I’ve gained on him in the last few seconds, moving within striking distance.
I think I can make it.
I’m preparing to leap the last few feet when he surprises me by cutting the
wheel toward the ocean and driving directly into the waves.
The engine roars as it hits water, and I watch with amazement as the buggy converts into an amphibious vehicle that can float.
He looks back at me standing on the beach, and I see a smile cross his face. He thinks he’s gotten away from me.
“Not so fast, Rupani.”
I run and jump high into the air, and I can see his eyes widen in surprise as I splash into the water. I immediately start to swim, the cold water shocking my skin. I’m determined to get to this man on land or sea.
I poke my head above the waves and start to doggy-paddle, racing after him as fast as I can.

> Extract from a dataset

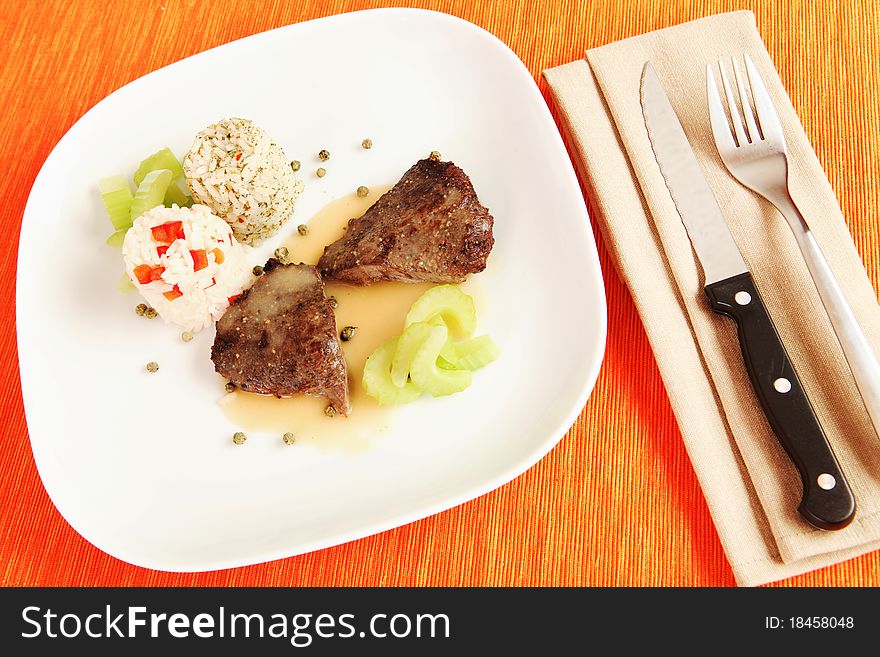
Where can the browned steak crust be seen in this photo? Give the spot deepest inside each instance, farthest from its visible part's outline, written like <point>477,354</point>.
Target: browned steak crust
<point>279,338</point>
<point>429,227</point>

It seems like I might have a chance, but then a propeller whirs to life on the back of the buggy. It churns up foam, and within seconds the buggy gains speed and motors out to sea, moving faster than I could ever swim.
I have no choice but to tread water as I watch it disappear.
General Rupani is gone.
The emotions of the day catch up to me, and I look up at the moon, exhausted. I breathe in the moist air, letting the water cool my overheated body.
The waves lap at my fur, and I taste salt water on my lips. I laugh as I realize I’m in the Pacific Ocean, only a few miles from where the yacht sank, where all of this began.
It was only a few days ago, but it seems like a lifetime.
I spent days searching for my home, and then I found it. Maelstrom was my home. But not anymore.
I turn and swim back toward the shore.
THE SUN IS RISING OVER MALIBU BEACH.
I paddle toward the shore and smell something burning. I see smoke carried on the breeze from the direction of the command center. I swim faster and haul myself onto the beach, shaking vigorously as I race toward the source of the smoke.
The command center is ablaze, flames dancing in the wind.
Junebug and Chance stand fifty feet away, watching it burn.
“What happened here?” I ask.
“I think one of the weapons went off and accidentally ignited the trailer,” Chance says.
“Definitely accidental,” Junebug says. “Maelstrom makes accidents happen, and now they’re the victims of an accident.”
She grins defiantly and trades conspiratorial glances with Chance.
“Where are the rest of the soldiers?” I ask.